Liebe, Zen und hohe Berge
Viele westliche Praktizierende wollen zwar ernsthaft üben, aber sind nicht bereit, die Gelübde des Zölibats anzunehmen. Wie wollen wir als wachsende westliche Sangha damit umgehen, dass die sexuelle Anziehung, zumal in den meist gemischtgeschlechtlichen Orten der Praxis, eine große Rolle spielt? In seinem sehr persönlichen Beitrag möchte David Sumerauer darauf keine Antworten geben, aber zur Enttabuisierung beitragen.
Am Abend vor dem Rohatsu-Sesshin Anfang Dezember liegen Caroline und ich eng umschlungen auf ihrem Bett und stellen gemeinsam unsere „Regeln“ für die kommende Woche auf:
Wir werden nicht miteinander reden, keine kleinen Liebesbriefe vor die Tür des anderen legen und – natürlich – nicht miteinander schlafen. Vielleicht, aber das werden wir nach ein paar Tagen sehen, können wir ja ein-, zweimal schweigend miteinander kuscheln. Wahrscheinlich aber nicht! Ich bin zwar hochgewillt, weiterhin (oder besser: wieder) ein disziplinierter Zen-Mönch zu sein, will auch die Ruhe des Sesshin nutzen, um diese letzten so intensiven Wochen sacken zu lassen, bevor es wieder zurück in die „echte Welt“ geht – dennoch: Die Vorstellung, sieben Tage lang nicht mit Caroline zu sprechen, fühlt sich beängstigend an.
Was für ein Lachen
Um es gleich vorweg zu sagen: Caroline und ich werden während des Rohatsu sämtliche unserer selbst auferlegten Regeln brechen. Das wird das Sesshin für uns beide, so meine ich, nicht weniger schön und auch nicht weniger befreiend machen.
Schon am ersten Tag der 90-tägigen Praxisperiode ist sie mir aufgefallen. Ein paar Blicke und ein kurzes Gespräch über anarchistische Utopien, kalifornische Pflanzen und ein wenig über unsere jeweiligen Geschichten haben ausgereicht und mir war klar, wer mein „Dharma-Crush“ in den nächsten Monaten sein würde.

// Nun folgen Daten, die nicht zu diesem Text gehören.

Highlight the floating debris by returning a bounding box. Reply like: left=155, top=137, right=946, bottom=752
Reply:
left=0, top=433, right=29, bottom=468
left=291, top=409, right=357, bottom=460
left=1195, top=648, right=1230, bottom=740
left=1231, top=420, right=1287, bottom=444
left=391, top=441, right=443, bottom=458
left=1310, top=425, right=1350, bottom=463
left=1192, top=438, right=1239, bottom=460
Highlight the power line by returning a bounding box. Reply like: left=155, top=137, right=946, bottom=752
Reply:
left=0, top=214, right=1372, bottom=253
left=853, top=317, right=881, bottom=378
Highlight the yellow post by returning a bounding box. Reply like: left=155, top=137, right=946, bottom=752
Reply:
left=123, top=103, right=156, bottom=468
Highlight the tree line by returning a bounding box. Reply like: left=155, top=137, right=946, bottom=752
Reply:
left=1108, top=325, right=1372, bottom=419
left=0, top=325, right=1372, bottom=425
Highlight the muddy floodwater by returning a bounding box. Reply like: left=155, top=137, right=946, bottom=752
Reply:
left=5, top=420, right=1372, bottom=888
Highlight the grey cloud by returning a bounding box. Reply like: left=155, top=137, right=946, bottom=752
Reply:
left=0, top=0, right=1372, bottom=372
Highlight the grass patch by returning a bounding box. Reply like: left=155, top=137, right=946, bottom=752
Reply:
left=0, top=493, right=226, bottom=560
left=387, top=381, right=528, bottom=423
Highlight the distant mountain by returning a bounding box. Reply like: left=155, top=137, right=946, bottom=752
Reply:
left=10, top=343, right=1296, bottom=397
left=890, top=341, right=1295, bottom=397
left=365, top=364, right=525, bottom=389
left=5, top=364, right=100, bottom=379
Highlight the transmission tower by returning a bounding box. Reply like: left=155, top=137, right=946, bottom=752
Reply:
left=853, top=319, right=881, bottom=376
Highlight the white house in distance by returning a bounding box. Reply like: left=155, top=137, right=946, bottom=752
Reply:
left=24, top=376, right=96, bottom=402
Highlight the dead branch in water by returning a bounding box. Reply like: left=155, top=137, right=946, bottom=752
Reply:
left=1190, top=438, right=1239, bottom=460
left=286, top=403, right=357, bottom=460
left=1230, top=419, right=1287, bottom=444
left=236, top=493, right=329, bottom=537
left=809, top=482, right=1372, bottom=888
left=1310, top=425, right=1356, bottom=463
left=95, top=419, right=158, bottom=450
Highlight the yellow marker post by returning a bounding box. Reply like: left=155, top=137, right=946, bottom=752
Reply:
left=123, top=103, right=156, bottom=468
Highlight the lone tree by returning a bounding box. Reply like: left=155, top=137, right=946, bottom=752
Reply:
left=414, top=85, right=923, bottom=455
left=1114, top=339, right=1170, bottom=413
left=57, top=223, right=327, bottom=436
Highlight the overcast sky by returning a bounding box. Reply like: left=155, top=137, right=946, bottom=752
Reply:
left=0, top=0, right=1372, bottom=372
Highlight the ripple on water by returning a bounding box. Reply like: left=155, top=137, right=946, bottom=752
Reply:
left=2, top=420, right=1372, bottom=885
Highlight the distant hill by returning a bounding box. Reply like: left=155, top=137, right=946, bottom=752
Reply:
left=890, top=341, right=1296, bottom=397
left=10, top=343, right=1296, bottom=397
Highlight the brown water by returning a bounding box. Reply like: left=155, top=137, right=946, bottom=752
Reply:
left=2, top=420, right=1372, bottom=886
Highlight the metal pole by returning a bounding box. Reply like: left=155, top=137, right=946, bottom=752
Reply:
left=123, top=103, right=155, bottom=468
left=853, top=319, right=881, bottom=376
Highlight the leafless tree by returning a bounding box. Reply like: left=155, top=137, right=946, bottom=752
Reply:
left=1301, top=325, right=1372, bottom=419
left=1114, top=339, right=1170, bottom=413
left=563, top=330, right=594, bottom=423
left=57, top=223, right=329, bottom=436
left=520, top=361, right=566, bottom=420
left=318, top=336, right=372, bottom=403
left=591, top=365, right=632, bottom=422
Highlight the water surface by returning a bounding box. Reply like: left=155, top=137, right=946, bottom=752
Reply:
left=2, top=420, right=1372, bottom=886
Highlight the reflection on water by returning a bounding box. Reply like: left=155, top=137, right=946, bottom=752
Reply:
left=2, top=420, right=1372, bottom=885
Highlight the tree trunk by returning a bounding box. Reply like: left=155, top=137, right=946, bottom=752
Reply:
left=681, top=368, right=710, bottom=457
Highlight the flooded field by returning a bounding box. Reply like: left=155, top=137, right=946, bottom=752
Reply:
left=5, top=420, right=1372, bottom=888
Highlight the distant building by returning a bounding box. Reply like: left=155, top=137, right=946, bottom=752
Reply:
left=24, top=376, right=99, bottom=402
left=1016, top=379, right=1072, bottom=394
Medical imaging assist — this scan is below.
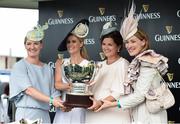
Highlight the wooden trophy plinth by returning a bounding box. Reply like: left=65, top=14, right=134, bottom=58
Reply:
left=64, top=93, right=93, bottom=108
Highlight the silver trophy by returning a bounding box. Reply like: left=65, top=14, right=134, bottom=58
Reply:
left=62, top=57, right=98, bottom=108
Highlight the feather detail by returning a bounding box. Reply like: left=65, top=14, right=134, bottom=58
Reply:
left=120, top=2, right=140, bottom=41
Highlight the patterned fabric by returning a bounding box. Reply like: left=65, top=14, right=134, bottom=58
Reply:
left=124, top=50, right=168, bottom=94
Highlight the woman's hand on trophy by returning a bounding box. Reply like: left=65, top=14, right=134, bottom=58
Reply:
left=88, top=97, right=103, bottom=112
left=61, top=106, right=72, bottom=112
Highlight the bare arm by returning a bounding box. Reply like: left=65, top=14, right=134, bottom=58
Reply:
left=25, top=87, right=64, bottom=107
left=55, top=59, right=71, bottom=90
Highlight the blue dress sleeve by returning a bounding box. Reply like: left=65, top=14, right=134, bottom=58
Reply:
left=9, top=60, right=32, bottom=102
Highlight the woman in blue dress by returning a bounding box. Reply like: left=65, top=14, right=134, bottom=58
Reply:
left=54, top=19, right=89, bottom=124
left=10, top=24, right=63, bottom=123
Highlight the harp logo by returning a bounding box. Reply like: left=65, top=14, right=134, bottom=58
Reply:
left=165, top=26, right=173, bottom=34
left=99, top=7, right=105, bottom=15
left=142, top=4, right=149, bottom=12
left=57, top=10, right=64, bottom=18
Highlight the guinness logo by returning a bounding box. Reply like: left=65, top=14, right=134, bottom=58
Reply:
left=142, top=4, right=149, bottom=12
left=99, top=7, right=105, bottom=15
left=57, top=10, right=64, bottom=18
left=166, top=26, right=172, bottom=34
left=167, top=73, right=174, bottom=81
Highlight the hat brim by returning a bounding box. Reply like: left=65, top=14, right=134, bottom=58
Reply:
left=58, top=19, right=89, bottom=51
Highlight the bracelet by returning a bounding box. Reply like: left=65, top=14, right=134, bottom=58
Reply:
left=49, top=96, right=53, bottom=106
left=117, top=100, right=121, bottom=108
left=49, top=96, right=56, bottom=112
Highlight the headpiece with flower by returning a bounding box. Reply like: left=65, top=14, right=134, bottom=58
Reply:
left=26, top=23, right=48, bottom=41
left=120, top=2, right=140, bottom=41
left=58, top=19, right=89, bottom=51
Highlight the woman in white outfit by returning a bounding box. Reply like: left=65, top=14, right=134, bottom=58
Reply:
left=54, top=19, right=89, bottom=124
left=98, top=4, right=168, bottom=124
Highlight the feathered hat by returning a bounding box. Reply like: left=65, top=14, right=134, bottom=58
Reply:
left=26, top=23, right=48, bottom=41
left=58, top=19, right=89, bottom=51
left=120, top=2, right=140, bottom=41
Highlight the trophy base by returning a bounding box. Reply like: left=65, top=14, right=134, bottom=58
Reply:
left=64, top=93, right=93, bottom=108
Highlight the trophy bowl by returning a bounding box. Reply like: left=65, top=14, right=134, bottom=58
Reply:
left=63, top=61, right=96, bottom=108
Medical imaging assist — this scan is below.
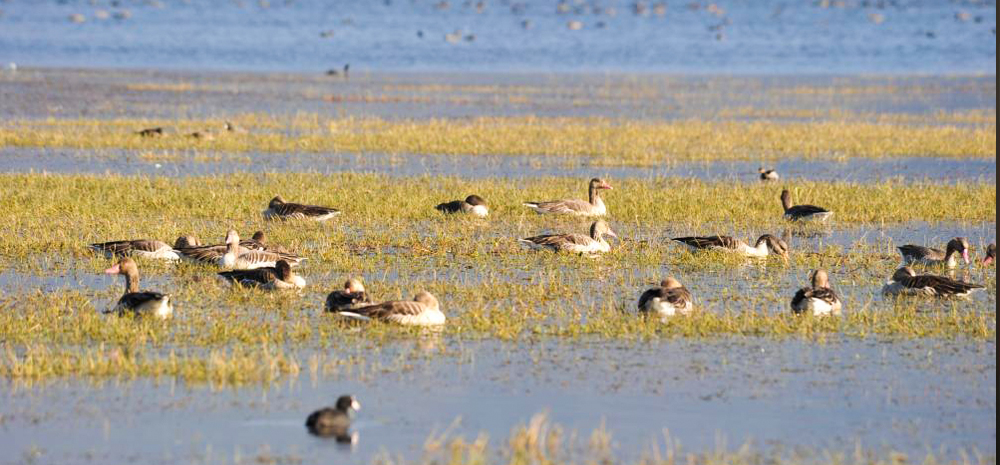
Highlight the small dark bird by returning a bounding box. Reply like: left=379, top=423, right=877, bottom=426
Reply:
left=306, top=395, right=361, bottom=442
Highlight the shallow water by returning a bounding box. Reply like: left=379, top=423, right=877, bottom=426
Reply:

Es ist meine erste Praxisperiode – und auch Carolines, die allerdings die letzten drei Jahre im Green Dragon Temple in der Bay-Area gelebt hat, der wie Tassajara zum San Francisco Zen Center gehört. Davor hatte sie als Sozialarbeiterin für die Young Woman Christian Association in Oberlin, Ohio, gearbeitet, vor allem mit jungen benachteiligten schwarzen Frauen. Was für Augen! Was für ein Lachen! Und was für eine schöne, aufrichtige Sorge um unsere kostbare Welt. Alles in allem, was für ein Mensch, was für eine Frau …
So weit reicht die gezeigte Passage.